LGMar 24, 2015

Comparing published multi-label classifier performance measures to the ones obtained by a simple multi-label baseline classifier

arXiv:1503.06952v15 citations
Originality Synthesis-oriented
AI Analysis

This work highlights a methodological gap in multi-label learning by showing that many published classifiers fail to outperform a simple baseline, urging the community to adopt baseline comparisons for better evaluation.

The authors proposed General_B, a simple multi-label baseline classifier, and compared it to published results on 10 datasets, finding that many published classifiers performed worse than or equal to it, with up to 43% of results on one dataset being inferior, and noted a lack of explanations for poor performance.

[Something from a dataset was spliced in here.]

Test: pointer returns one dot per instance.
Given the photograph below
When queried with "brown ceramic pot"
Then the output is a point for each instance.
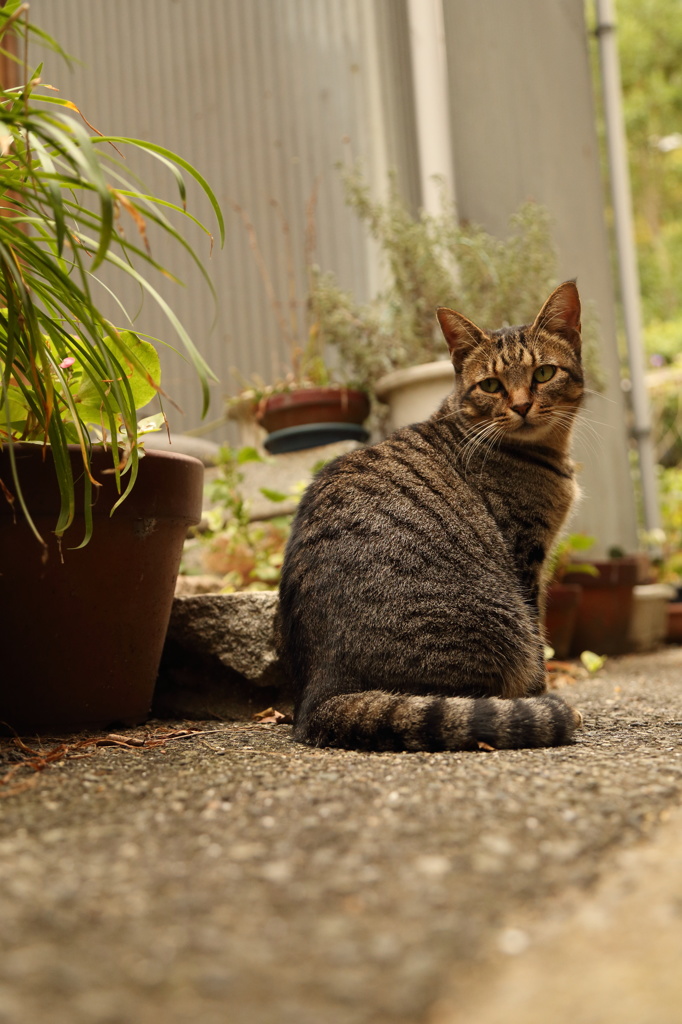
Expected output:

In supervised learning, simple baseline classifiers can be constructed by only looking at the class, i.e., ignoring any other information from the dataset. The single-label learning community frequently uses as a reference the one which always predicts the majority class. Although a classifier might perform worse than this simple baseline classifier, this behaviour requires a special explanation. Aiming to motivate the community to compare experimental results with the ones provided by a multi-label baseline classifier, calling the attention about the need of special explanations related to classifiers which perform worse than the baseline, in this work we propose the use of General_B, a multi-label baseline classifier. General_B was evaluated in contrast to results published in the literature which were carefully selected using a systematic review process. It was found that a considerable number of published results on 10 frequently used datasets are worse than or equal to the ones obtained by General_B, and for one dataset it reaches up to 43% of the dataset published results. Moreover, although a simple baseline classifier was not considered in these publications, it was observed that even for very poor results no special explanations were provided in most of them. We hope that the findings of this work would encourage the multi-label community to consider the idea of using a simple baseline classifier, such that further explanations are provided when a classifiers performs worse than a baseline.